The dismissals of several top Ukrainian officials on Tuesday came hours after President Volodymyr Zelensky said that government officials would be prohibited from traveling abroad for vacation or any other unofficial purpose, a move intended to show that corruption would not be allowed to undermine the country’s war effort.
Mr. Zelensky said in his nightly address that he had signed a decree approving the decision to restrict travel, which was made by the country’s National Security and Defense Council after a deputy minister was dismissed over the weekend over accusations of embezzlement. The president said a border-crossing procedure for officials at all levels of government would be developed within days.
Mr. Zelensky also signaled that there would be a shake-up in his government, saying he had “made personnel decisions” involving ministries, regional governments, law enforcement agencies and other departments.
A senior adviser to Mr. Zelensky, Mykhailo Podolyak, said on Twitter that those moves show that the Ukrainian president “directly responds to a key public demand — justice for all.”

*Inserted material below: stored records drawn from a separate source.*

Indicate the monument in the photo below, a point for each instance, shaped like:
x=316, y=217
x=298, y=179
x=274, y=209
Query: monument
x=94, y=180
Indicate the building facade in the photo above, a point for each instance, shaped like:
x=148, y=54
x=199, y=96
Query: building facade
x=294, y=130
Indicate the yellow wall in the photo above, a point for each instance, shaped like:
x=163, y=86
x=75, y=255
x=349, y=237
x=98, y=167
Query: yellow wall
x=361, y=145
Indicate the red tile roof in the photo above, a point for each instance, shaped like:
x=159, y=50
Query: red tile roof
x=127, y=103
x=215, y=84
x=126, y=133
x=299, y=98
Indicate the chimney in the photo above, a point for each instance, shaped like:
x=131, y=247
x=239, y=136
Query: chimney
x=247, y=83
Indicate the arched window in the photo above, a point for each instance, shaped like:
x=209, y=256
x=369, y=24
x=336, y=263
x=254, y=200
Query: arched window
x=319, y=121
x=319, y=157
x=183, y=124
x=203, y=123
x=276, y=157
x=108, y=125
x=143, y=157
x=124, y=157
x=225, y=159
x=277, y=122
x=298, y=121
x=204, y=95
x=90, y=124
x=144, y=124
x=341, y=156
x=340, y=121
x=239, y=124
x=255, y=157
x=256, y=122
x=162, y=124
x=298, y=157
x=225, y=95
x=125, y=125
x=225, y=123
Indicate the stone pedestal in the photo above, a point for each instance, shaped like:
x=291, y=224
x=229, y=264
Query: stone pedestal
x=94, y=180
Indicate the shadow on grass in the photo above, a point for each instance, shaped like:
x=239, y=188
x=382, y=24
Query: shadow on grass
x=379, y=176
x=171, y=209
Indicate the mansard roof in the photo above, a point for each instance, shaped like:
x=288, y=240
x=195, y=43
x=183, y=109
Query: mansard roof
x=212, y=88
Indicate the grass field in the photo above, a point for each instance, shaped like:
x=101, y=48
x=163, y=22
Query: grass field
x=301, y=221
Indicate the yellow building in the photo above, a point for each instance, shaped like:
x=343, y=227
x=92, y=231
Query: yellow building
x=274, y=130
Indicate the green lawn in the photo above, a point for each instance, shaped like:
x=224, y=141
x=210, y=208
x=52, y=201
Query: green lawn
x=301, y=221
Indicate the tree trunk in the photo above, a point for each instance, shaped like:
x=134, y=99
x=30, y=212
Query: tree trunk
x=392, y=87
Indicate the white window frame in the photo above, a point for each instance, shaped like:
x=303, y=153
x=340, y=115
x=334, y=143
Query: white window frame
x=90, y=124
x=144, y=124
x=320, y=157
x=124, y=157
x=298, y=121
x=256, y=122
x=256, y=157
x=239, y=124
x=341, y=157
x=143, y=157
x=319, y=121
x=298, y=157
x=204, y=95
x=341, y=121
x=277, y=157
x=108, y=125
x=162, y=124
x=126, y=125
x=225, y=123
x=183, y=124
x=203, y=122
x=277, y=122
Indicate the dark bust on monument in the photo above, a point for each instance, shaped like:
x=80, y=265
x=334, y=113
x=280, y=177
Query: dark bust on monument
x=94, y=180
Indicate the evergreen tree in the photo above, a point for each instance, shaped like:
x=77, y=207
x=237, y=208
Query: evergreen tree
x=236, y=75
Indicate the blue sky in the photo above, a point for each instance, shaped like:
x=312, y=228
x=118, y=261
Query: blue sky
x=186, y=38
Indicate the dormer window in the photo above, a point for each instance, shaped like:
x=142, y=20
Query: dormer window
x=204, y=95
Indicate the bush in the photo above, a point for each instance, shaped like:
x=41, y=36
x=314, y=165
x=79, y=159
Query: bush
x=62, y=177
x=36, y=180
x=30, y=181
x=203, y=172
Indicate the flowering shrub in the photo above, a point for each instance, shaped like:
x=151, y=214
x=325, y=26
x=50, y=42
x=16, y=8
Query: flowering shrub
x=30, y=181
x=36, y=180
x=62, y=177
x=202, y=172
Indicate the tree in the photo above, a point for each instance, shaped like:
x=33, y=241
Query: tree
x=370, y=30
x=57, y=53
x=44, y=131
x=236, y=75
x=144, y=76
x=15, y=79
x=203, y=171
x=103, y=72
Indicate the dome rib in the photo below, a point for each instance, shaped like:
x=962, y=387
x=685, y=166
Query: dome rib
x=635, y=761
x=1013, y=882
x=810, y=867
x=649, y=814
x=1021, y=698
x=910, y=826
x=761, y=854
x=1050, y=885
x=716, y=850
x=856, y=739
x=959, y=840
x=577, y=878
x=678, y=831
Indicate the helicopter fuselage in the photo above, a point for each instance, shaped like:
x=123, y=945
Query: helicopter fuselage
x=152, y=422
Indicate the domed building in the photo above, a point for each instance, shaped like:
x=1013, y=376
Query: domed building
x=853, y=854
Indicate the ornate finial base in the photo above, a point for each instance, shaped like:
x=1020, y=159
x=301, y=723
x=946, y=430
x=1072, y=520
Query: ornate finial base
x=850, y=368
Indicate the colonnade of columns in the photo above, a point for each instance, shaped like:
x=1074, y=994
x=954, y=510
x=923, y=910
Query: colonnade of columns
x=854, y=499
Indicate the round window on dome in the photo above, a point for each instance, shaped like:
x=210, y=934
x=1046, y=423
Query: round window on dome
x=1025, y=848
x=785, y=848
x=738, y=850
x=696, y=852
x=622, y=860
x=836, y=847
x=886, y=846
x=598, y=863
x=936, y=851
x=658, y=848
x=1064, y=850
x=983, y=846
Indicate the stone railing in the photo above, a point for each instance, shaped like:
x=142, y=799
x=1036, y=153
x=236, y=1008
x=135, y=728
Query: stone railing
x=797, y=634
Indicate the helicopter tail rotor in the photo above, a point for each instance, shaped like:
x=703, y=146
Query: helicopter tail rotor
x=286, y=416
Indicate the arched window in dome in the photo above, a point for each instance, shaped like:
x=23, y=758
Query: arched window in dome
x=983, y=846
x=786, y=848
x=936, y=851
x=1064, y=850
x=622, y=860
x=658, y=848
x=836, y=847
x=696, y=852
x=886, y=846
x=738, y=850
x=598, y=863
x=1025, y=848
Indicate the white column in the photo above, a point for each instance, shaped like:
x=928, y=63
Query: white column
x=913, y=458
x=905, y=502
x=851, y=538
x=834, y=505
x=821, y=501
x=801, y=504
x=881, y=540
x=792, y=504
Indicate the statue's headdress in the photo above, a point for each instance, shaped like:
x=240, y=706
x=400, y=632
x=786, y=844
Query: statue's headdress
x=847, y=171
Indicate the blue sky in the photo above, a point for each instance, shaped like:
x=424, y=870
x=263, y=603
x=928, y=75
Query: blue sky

Corruption plagued Ukraine long before Russia launched its full-scale invasion 11 months ago, and rooting out corruption has remained a priority both for Kyiv and its allies. Weapons and aid worth billions of dollars have been flooding into the country from Western allies, and the price tag for reconstruction efforts is estimated to be in the billions of dollars.
Ukraine is also gearing up to fight a possible Russian offensive this spring, and allies are preparing to send Kyiv billions of dollars of additional matériel, including some of their most advanced weaponry.
The European Union has tied Ukraine’s candidate status to overhauls concerning the rule of law, justice and corruption. In addition to expressing worries about the risk of corruption tainting postwar reconstruction efforts, some U.S. officials have voiced concerns that American weapons given to Ukraine could be diverted or stolen for resale.